Corinth Archaeological Museum
Mosaic Floor of a Roman Villa in Corinth
This small museum provides a comprehensive view of finds from the Ancient Corinth archaeological site. Built in 1931-32 and extended in the 1950s, the museum has three display rooms and a large courtyard. The main attractions are Neolithic finds, typical Corinthian pottery and ceramics, mosaic floors, and numerous headless marble statues (the ancients would simply remove the head of a deceased leader from a statue, and replace it with the new leader's head). Exhibits are labeled in both Greek and English. The entrance ticket to the site is also valid for the museum.
Acrocorinth (Akrokórinthos) lies 3.5 kilometers south of Ancient Corinth. The ascent to the top of this impressive fortified hilltop (575 meters) is made easier by a road, which climbs to a point near the lowest gate on the west side. Acrocorinth was fortified in ancient times, and its defences were maintained and developed during the Byzantine, Frankish, Turkish, and Venetian periods, so that its walls now measure almost two kilometers in length. Within the fortress, a path leads to the highest point, to the former Temple of Aphrodite, which was converted into a mosque by the Ottoman Turks in the 16th century. From here, there are fine views of the Isthmus and the hills of the Peloponnese.
Overlooking the Gulf of Corinth, six kilometers northeast of Corinth, Loutráki is a popular seaside resort. Home to natural thermal springs, the Loutraki Spa is recommended for disorders of the urinary tract, kidney stones, gallstones, and gout. The method of treatment is bathing and drinking. The old town of Loutraki was destroyed by an earthquake in 1928 and today, it consists mainly of concrete hotels erected during the second half of the 20th century.

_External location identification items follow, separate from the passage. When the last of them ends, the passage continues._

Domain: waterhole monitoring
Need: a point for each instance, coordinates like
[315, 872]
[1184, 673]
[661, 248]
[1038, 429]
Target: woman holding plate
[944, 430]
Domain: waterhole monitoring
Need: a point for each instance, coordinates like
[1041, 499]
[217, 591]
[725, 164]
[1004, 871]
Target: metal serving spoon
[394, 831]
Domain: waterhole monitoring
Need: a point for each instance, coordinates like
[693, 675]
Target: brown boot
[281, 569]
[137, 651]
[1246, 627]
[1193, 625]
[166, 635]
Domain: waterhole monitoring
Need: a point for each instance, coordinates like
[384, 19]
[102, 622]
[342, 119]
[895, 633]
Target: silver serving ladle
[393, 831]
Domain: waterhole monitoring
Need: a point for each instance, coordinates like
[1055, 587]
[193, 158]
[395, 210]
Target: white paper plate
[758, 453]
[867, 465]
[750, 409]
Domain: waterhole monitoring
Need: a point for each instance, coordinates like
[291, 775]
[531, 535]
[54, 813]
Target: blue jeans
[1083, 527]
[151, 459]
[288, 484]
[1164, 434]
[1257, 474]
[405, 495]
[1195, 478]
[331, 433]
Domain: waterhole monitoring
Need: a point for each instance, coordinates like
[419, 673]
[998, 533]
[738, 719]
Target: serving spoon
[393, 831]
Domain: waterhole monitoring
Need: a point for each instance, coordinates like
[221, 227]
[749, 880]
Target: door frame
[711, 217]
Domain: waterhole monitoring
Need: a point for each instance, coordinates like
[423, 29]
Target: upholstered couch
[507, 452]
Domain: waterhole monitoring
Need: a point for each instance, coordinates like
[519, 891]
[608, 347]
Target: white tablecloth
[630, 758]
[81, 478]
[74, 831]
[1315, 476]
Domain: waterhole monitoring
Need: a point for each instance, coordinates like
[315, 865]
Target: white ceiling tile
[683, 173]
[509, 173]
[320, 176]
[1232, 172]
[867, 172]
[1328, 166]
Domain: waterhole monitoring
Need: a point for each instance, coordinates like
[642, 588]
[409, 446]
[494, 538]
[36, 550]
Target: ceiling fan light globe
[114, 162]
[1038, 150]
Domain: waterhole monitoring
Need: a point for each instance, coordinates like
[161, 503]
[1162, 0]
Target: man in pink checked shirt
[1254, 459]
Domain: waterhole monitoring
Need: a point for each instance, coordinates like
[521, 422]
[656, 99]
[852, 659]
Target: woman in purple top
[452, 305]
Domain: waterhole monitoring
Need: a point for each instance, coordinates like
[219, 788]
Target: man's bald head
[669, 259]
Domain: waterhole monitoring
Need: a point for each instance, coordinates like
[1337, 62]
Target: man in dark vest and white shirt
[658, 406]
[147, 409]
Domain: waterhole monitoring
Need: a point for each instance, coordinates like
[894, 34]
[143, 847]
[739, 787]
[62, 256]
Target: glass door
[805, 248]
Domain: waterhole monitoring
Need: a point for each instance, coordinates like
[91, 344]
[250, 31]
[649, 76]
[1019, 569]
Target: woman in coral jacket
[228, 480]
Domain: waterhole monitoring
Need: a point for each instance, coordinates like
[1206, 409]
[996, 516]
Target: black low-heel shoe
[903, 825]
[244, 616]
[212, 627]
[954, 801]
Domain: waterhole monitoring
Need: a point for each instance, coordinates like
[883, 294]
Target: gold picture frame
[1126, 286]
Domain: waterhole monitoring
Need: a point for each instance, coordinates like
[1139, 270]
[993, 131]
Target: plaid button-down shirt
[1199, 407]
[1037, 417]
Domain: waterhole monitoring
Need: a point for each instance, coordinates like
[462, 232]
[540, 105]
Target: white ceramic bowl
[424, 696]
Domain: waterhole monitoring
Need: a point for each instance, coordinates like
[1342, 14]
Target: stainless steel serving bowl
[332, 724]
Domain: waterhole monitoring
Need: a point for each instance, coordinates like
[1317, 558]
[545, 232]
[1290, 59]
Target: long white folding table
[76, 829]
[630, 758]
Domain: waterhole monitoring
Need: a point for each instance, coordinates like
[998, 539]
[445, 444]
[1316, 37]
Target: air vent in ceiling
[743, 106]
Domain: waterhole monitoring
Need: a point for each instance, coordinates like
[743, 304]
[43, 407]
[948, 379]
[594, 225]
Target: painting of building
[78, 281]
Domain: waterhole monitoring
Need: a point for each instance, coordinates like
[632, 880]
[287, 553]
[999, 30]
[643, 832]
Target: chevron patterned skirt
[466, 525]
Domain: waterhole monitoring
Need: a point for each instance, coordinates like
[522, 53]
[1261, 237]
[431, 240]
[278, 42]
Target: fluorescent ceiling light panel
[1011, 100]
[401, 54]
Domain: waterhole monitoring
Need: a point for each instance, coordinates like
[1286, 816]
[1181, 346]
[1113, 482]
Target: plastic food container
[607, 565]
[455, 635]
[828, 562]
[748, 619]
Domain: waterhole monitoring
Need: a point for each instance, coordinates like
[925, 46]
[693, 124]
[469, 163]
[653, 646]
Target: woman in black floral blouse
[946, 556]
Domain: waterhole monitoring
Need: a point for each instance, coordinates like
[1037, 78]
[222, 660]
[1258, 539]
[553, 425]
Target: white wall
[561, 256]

A powerful earthquake destroyed the old town of Corinth in 1858, which was rebuilt to a new plan on the coast overlooking the Gulf of Corinth, seven kilometers northeast of the ancient city. However, the new town had to be rebuilt yet again following another earthquake in 1928 and a great fire in 1933. Today's town consists mainly of modern concrete buildings, and everyday life centers on the cafés lining the square in front of the port. For tourists arriving from Athens and the rest of mainland Greece, Corinth is considered the gateway to the Peloponnese peninsula.